Si allarga il settore, si allargano i problemi. Nel caso del comparto informatico con quali vi confrontate?

«Non con crisi aziendali, per fortuna. Il settore, come dicevo, è in salute. Certo, va rafforzato, anche sul piano delle tutele. È il caso ad esempio dello smart working, dove prevale una certa deregulation. Saltano gli orari, non c’è un vero e proprio stacco, per chi lavora da casa. E diventa anche difficile la contrattazione in questi casi soprattutto con quelle imprese che hanno scelto proprio di smantellare la sede».

Nel comparto della metalmeccanica “classica” come va invece in Calabria?

«La crisi più profonda la vivono le centrali a biomasse. Ne abbiamo cinque più importanti in Calabria, che impiegano circa 2mila unità, non solo con contratto metalmeccanico. Qui si rischia la cassa integrazione e, in prospettiva, la riduzione del personale. La ragione sta nell’andamento del mercato dell’energia: il prezzo di vendita oggi è inferiore al costo di produzione. E gli incentivi stanno venendo meno».

E nelle fabbriche?

«In questo momento il problema principale riguarda le retribuzioni e i tipi di contratti offerti.
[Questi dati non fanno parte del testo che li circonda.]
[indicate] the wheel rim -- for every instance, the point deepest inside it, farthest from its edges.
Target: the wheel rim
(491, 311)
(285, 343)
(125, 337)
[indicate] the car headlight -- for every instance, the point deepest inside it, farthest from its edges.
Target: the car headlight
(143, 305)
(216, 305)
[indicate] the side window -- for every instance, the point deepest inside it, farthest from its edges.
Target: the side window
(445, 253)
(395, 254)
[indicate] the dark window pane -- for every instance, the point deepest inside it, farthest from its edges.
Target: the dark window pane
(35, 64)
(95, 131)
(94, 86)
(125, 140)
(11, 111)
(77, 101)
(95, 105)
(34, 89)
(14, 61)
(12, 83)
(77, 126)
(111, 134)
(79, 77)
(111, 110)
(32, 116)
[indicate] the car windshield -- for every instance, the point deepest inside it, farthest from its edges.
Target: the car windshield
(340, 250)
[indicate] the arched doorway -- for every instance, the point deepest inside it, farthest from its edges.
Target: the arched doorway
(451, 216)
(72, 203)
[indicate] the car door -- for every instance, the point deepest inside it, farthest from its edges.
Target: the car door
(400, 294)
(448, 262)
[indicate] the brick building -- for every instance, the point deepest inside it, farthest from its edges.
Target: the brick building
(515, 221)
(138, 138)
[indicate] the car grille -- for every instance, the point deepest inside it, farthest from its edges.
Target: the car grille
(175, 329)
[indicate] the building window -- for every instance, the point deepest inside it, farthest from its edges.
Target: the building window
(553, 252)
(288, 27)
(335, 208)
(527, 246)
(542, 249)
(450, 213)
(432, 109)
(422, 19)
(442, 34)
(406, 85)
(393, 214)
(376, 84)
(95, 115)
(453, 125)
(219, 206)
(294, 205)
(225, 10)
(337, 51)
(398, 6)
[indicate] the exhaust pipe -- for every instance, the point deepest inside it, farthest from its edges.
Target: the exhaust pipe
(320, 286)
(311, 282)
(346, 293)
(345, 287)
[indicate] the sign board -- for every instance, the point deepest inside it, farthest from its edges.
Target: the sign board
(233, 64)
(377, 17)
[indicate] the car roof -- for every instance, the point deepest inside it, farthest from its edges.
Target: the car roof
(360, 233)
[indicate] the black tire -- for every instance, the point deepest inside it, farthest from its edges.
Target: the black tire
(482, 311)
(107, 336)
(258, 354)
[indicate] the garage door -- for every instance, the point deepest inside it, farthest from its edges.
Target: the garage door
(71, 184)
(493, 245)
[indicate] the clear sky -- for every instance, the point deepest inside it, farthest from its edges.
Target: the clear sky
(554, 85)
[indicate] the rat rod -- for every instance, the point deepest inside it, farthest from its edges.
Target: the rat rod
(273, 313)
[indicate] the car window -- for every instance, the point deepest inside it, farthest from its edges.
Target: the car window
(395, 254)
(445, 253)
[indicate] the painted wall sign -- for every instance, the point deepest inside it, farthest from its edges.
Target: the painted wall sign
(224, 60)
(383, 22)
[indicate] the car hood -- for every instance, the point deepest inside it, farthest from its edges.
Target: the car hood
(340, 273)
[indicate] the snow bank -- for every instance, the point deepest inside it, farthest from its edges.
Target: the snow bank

Prevalgono quelli in somministrazione e a tempo determinato. Questo significa, chiaramente, una contrazione delle tutele. Inoltre, anche gli investimenti che possono essere attratti, finiscono per avere un impatto ridotto sul territorio. C’è anche da dire che il settore dell’industria ‘classica’ vive una stagione particolare in Calabria. Una stagione di nuove prospettive e di segnali positivi, che però non vede ancora il vero decollo».

In che senso?

«I poli principali in Calabria sono oggi Gioia Tauro e Vibo, l’ex Nuovo Pignone per intenderci, oggi Baker Hughes. A Gioia, l’area del retroporto vive una fase di espansione: stiamo verificando che mentre in passato molte aziende faticavano a restare aperte, oggi ampliano gli organici. E Baker Hughes sta facendo investimenti importanti. La Zes – pur con i ritardi che sappiamo, non ultimi quelli sul Pnrr – senza dubbio ha aiutato e ci fa ben sperare per il futuro. Il punto è che sta investendo chi in Calabria c’era già e che riesce a vedere le prospettive del territorio. Ma non riusciamo a intercettare aziende da fuori».

E come si dovrebbe intervenire?

«Serve un piano industriale che la Regione non ha. Ci sono tante e importanti fonti di finanziamento – Pnrr, Por, Zes – ma non si riesce a metterle a sistema».

Ma spazi per gli operai classici ci sono in Calabria?

«In realtà si inizia a fare fatica a rintracciare alcune figure specializzate, penso ai saldatori. Questo perché il sistema della formazione non esiste o non è ben orientata. Penso al Programma Gol: se non vengono individuate le esigenze prioritarie, si rischia di fare una formazione che non è poi quella richiesta. Manca una mappatura dei bisogni, di cui deve farsi carico la Regione».

Un augurio per il primo maggio?

«L’augurio è quello di rafforzare il mercato del lavoro in Calabria, per aprire spazi e arginare la disoccupazione. Per farlo, è necessario intercettare nuovi investimenti. Tutto questo, però, dovrà passare da un consolidamento del mondo del lavoro, fatto di diritti e di rispetto dei contratti».